Michael D’Antonio came to Trinity this week to talk about his new book Mortal Sins, the best account yet of the abuse scandal in the American Catholic Church. D’Antonio, who was part of the team at Newsday that won a Pulitzer in 1984 for coverage of the Baby Jane Doe case on Long Island, is a prolific author who likes taking the side of those who take on the system.
In this case, the system is the Catholic hierarchy; those who took it on, an improbable assortment of lawyers, priests, and abuse survivors. D’Antonio shows the latter struggling through their own personal problems to achieve some measure of justice for the victims. At center stage is Jeffrey Anderson, the Minneapolis lawyer whose out-of-control lifestyle was exceeded only by his determination to hold Catholic bishops’ feet to the fire. His personal redemption helps frame the story.

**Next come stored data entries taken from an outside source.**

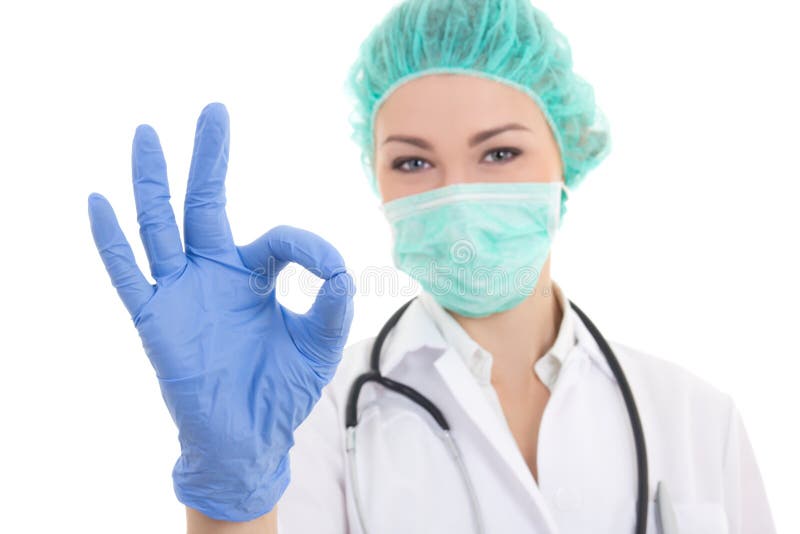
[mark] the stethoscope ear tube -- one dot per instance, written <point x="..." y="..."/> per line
<point x="633" y="414"/>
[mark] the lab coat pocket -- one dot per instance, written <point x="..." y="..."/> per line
<point x="701" y="518"/>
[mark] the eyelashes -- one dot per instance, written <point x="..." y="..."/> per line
<point x="400" y="163"/>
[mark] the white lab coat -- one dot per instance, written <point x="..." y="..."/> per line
<point x="408" y="483"/>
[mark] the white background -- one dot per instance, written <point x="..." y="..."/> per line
<point x="683" y="243"/>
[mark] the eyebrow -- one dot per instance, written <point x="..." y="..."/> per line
<point x="478" y="138"/>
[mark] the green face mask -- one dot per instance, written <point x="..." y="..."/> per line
<point x="478" y="248"/>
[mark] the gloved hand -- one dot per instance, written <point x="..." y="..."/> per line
<point x="238" y="371"/>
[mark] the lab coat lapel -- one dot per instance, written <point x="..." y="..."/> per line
<point x="471" y="399"/>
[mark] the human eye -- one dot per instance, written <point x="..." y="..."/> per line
<point x="504" y="150"/>
<point x="400" y="164"/>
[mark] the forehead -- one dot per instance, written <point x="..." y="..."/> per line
<point x="447" y="103"/>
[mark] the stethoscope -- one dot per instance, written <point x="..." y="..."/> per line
<point x="665" y="516"/>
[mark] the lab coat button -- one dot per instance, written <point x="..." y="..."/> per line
<point x="567" y="499"/>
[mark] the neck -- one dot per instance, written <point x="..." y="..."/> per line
<point x="518" y="337"/>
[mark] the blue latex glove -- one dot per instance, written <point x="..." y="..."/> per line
<point x="238" y="371"/>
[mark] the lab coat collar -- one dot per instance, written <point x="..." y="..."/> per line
<point x="413" y="331"/>
<point x="416" y="329"/>
<point x="474" y="355"/>
<point x="587" y="343"/>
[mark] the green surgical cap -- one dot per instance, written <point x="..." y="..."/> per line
<point x="509" y="41"/>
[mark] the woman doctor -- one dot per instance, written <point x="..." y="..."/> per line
<point x="521" y="417"/>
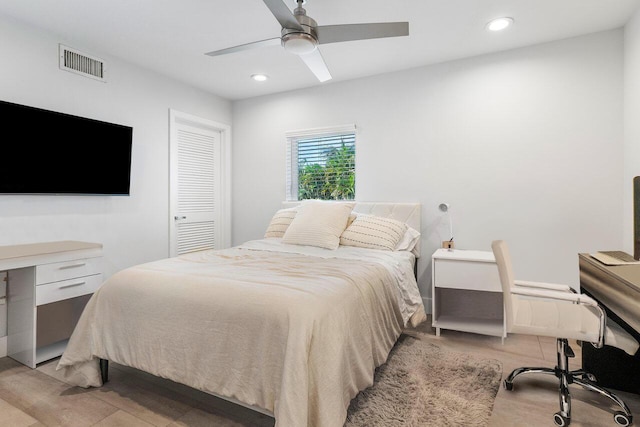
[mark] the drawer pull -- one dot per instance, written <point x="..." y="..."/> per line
<point x="80" y="264"/>
<point x="71" y="285"/>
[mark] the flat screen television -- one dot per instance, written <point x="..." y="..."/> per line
<point x="57" y="153"/>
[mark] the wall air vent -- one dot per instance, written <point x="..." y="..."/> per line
<point x="81" y="63"/>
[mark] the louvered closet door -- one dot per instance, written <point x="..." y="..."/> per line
<point x="196" y="188"/>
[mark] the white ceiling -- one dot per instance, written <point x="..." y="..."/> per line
<point x="172" y="36"/>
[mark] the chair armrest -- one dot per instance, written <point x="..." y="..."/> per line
<point x="573" y="298"/>
<point x="541" y="285"/>
<point x="555" y="295"/>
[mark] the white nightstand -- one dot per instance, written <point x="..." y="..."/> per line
<point x="466" y="293"/>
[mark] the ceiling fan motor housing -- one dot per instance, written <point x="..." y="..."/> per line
<point x="300" y="42"/>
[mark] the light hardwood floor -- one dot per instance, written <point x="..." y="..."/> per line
<point x="132" y="398"/>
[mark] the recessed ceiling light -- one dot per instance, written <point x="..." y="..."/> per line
<point x="499" y="24"/>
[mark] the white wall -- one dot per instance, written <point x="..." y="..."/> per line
<point x="526" y="146"/>
<point x="133" y="229"/>
<point x="631" y="123"/>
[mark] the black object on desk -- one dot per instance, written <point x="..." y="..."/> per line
<point x="617" y="291"/>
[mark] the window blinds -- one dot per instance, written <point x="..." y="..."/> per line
<point x="321" y="163"/>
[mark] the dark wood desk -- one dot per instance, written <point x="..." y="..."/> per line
<point x="617" y="290"/>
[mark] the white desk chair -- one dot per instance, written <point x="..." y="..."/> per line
<point x="546" y="309"/>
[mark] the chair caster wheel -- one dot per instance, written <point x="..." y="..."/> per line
<point x="561" y="420"/>
<point x="622" y="419"/>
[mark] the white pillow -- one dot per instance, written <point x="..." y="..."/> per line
<point x="318" y="224"/>
<point x="280" y="222"/>
<point x="374" y="232"/>
<point x="409" y="240"/>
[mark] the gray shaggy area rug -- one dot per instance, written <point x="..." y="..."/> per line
<point x="424" y="385"/>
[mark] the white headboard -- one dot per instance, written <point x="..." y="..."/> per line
<point x="409" y="213"/>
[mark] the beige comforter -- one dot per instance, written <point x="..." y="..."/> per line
<point x="294" y="334"/>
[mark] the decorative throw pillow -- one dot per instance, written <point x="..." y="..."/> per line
<point x="409" y="240"/>
<point x="318" y="224"/>
<point x="280" y="222"/>
<point x="373" y="232"/>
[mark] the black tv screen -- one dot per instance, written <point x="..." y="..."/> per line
<point x="57" y="153"/>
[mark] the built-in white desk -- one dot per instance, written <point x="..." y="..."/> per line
<point x="48" y="285"/>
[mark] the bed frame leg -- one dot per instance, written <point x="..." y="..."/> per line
<point x="104" y="370"/>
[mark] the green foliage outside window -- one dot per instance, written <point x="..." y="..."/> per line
<point x="331" y="178"/>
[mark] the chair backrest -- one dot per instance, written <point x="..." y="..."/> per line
<point x="503" y="260"/>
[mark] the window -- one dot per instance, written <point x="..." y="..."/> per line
<point x="321" y="164"/>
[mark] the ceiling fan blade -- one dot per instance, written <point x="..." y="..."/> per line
<point x="350" y="32"/>
<point x="316" y="64"/>
<point x="247" y="46"/>
<point x="283" y="14"/>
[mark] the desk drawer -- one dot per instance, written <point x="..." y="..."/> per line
<point x="71" y="288"/>
<point x="478" y="276"/>
<point x="55" y="272"/>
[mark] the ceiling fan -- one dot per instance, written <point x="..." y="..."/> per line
<point x="301" y="35"/>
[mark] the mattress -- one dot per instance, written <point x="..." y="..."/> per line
<point x="293" y="330"/>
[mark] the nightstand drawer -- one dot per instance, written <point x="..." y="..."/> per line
<point x="470" y="275"/>
<point x="55" y="272"/>
<point x="71" y="288"/>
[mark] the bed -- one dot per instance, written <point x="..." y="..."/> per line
<point x="292" y="325"/>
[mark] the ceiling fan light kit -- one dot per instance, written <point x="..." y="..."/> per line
<point x="301" y="35"/>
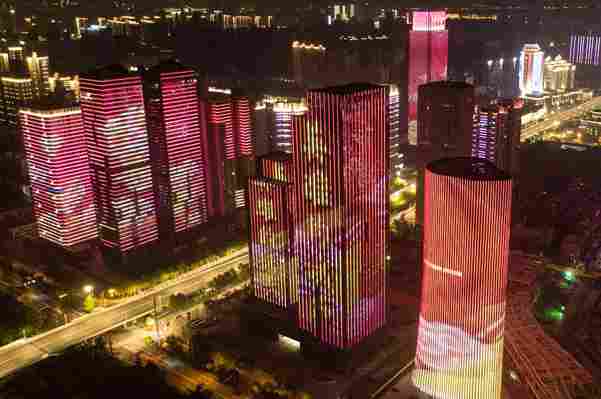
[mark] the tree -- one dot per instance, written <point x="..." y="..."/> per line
<point x="89" y="303"/>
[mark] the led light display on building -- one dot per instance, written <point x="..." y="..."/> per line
<point x="59" y="172"/>
<point x="112" y="105"/>
<point x="428" y="53"/>
<point x="283" y="113"/>
<point x="274" y="275"/>
<point x="466" y="248"/>
<point x="175" y="143"/>
<point x="341" y="212"/>
<point x="496" y="136"/>
<point x="531" y="72"/>
<point x="585" y="49"/>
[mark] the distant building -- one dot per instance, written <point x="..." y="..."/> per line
<point x="112" y="104"/>
<point x="59" y="173"/>
<point x="428" y="53"/>
<point x="341" y="213"/>
<point x="559" y="74"/>
<point x="39" y="70"/>
<point x="465" y="263"/>
<point x="531" y="79"/>
<point x="445" y="125"/>
<point x="16" y="91"/>
<point x="585" y="49"/>
<point x="496" y="136"/>
<point x="178" y="164"/>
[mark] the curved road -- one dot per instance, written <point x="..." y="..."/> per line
<point x="552" y="120"/>
<point x="25" y="352"/>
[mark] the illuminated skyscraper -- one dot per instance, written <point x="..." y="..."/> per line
<point x="341" y="149"/>
<point x="16" y="91"/>
<point x="178" y="164"/>
<point x="59" y="172"/>
<point x="230" y="132"/>
<point x="466" y="248"/>
<point x="39" y="71"/>
<point x="428" y="53"/>
<point x="532" y="60"/>
<point x="394" y="122"/>
<point x="445" y="126"/>
<point x="585" y="49"/>
<point x="274" y="270"/>
<point x="496" y="137"/>
<point x="559" y="74"/>
<point x="112" y="104"/>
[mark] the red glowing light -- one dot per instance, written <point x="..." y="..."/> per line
<point x="177" y="154"/>
<point x="59" y="172"/>
<point x="466" y="248"/>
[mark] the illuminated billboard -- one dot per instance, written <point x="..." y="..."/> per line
<point x="465" y="256"/>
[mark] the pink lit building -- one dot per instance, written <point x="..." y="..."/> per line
<point x="428" y="53"/>
<point x="172" y="112"/>
<point x="59" y="172"/>
<point x="112" y="104"/>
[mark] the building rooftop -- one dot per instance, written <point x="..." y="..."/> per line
<point x="468" y="168"/>
<point x="347" y="88"/>
<point x="115" y="71"/>
<point x="171" y="65"/>
<point x="449" y="84"/>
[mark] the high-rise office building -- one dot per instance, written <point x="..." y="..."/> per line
<point x="341" y="212"/>
<point x="39" y="71"/>
<point x="445" y="125"/>
<point x="16" y="59"/>
<point x="59" y="172"/>
<point x="585" y="49"/>
<point x="177" y="158"/>
<point x="230" y="132"/>
<point x="559" y="74"/>
<point x="112" y="104"/>
<point x="496" y="136"/>
<point x="428" y="53"/>
<point x="394" y="122"/>
<point x="274" y="273"/>
<point x="466" y="248"/>
<point x="16" y="91"/>
<point x="532" y="59"/>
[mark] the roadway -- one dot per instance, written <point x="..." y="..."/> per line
<point x="556" y="119"/>
<point x="25" y="352"/>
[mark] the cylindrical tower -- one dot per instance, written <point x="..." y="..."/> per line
<point x="466" y="246"/>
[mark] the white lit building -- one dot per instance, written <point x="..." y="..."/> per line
<point x="531" y="70"/>
<point x="559" y="74"/>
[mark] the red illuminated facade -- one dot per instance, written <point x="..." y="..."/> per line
<point x="112" y="104"/>
<point x="496" y="136"/>
<point x="428" y="53"/>
<point x="341" y="159"/>
<point x="274" y="271"/>
<point x="172" y="111"/>
<point x="230" y="132"/>
<point x="466" y="248"/>
<point x="59" y="172"/>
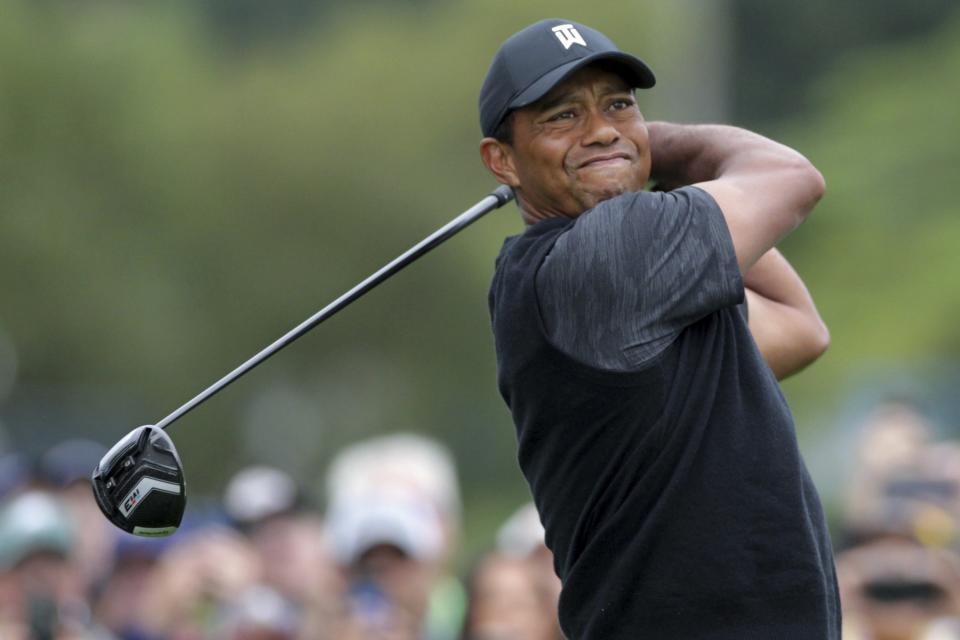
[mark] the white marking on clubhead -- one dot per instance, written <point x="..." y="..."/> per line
<point x="139" y="493"/>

Apologists for the hierarchy’s response to the scandal like to claim three things: that bishops handled accusations no differently than the heads of other organizations; that priests have, if anything, been less guilty of the sexual abuse of children than others entrusted with their care; and that the Church is now doing a better job of protecting children than any other institution.
These claims are all problematic, but leaving the problems aside for now, they avoid the elephant in the living room. When a serious sexual abuse case comes to light at a secular institution like Penn State, the heads that roll include the iconic football coach and the president of the university. When a bishop like Robert Finn of Kansas City is convicted in civil court of failing to report a case of abuse, his bishops conference says not a word, and his superior in Rome does not a thing.
At Trinity, D’Antonio was asked when he thought the Church would be able to put the abuse scandal behind it. Not, he said, until the system demonstrates the capacity to punish bishops who participated in covering it up.